Tuesday, November 27, 2012


I recently participated in a virtual roundtable discussion with WFMU's Brian Turner, Systems Of Romance's Frank and Liam Elms of 8 Days In April regarding our respective contributions to music share blogging culture. This was pulled together by author Mark Allen (NYT/NPR/Huffington Post/Vice) and was just published on The Awl. Check it out here, if you're so inclined.


Matt Nauseous said...

Really, really cool. Thanks for sharing that!

Henk Madrotter said...

enjoyed this very much, that whole Franz De Byl thing is hilarious:)

Dave said...

Eric Lumbleau: If something can be said to meaningfully exist if said existence occurs amid such endless proliferation that it's forgotten sooner than it's absorbed. A better question is whether the cultural relativity induced by having all musical histories on tap 24/7 renders the act of attempting to connect historical threads a fool's errand. Being inside this cyclotron of atomized information from my own vantage point produces a palpable sense of vertigo. A feeling that it could be anything in any order by anyone at any time for any reason. Everything pointing in all directions quaquaversally but arriving at no destination. And its effect is a cancellation of affect. A feeling like Baudrillard's screen stage of blank fascination has reached its terminal phase and all previous depths are collapsing into an endless vista of dazzling surface play. In my case, it's caused me to recoil and retreat to engaging with music in the way that I did when I was in my early teens, which is to say with no concern at all for what else I might be missing at the same time or what else "I need to know about," since there's no sense any longer of a beginning, end or causation in the spaces between, so I just tune into a select few things that I then revisit with depth and intensity and block out the rest of the hubbub.

Brilliant writing!

Anonymous said...

great discussion and you had some very articulate responses, i think you hit the nail on the head for all his questions. it's been quite a dynamic little slice of human history. it will be interesting to be how it evolves. may mutant sounds continue to thrive

genericPlacebo said...

This interview galvanizes an amazing contemporary current harvest of important, much overlooked music history.
As with any library of obscurity, 
the music blogs mentioned, that have been sharing otherwise ignored and somewhat forgotten recordings, 
serve as a rare public service, providing what most public libraries may never be able to actualize.
For many of us, the privilege of being able to acquire this (free) compendium of hyper-accelerated underground music history from the selfless efforts via Mutant and other related blogs, has been like an aural college degree.

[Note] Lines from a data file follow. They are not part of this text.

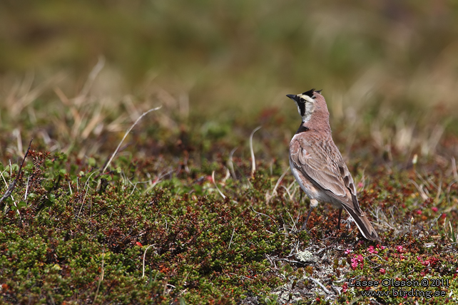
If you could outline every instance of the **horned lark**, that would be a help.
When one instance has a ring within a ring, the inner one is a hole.
[[[320,91],[312,89],[297,95],[286,95],[296,102],[302,118],[290,144],[291,172],[310,199],[302,229],[318,202],[330,202],[339,208],[337,228],[340,227],[342,209],[345,209],[366,239],[380,241],[360,208],[353,178],[332,140],[329,111]]]

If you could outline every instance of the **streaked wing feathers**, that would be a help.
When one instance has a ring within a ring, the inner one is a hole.
[[[362,213],[356,197],[356,188],[337,147],[336,154],[329,155],[322,147],[307,141],[294,141],[290,147],[293,164],[317,187],[346,207]]]

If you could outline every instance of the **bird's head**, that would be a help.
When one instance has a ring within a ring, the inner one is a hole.
[[[307,123],[310,120],[312,114],[314,113],[321,113],[323,115],[327,115],[329,117],[326,101],[323,95],[320,93],[320,92],[321,90],[312,89],[303,93],[286,95],[296,103],[297,111],[302,118],[302,122]]]

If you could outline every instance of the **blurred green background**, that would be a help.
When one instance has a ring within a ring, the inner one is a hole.
[[[255,127],[277,115],[294,129],[285,95],[315,88],[333,127],[373,129],[380,146],[458,130],[454,1],[4,0],[0,37],[5,123],[51,109],[56,88],[78,96],[101,61],[88,90],[111,111],[128,95],[172,116]]]

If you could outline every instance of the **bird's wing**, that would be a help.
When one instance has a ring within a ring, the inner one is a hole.
[[[293,140],[290,147],[292,163],[316,187],[344,205],[345,210],[362,213],[353,178],[335,145],[328,142],[326,146],[329,145],[334,147],[326,149],[303,139]]]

In the realms of what many music bloggers have so self-sacrificingly fleshed out here online, their work here parallels the basic concept of what a (ultra-efficient) Public Library system should ideally strive towards. This is public service at it's best, and obviously not some rote exercise in piracy, like certain corporate entities would like everyone to think.
I hope these relentless wanton Machiavellian copyright laws won't get the upper hand of this (largely overlooked) amazing era in music history.

The definition of Orphan works comes to mind relative to Mutant-Sounds noble efforts in these digital times.

I hope Mutant-sounds can continue their mission of this important archival treasure.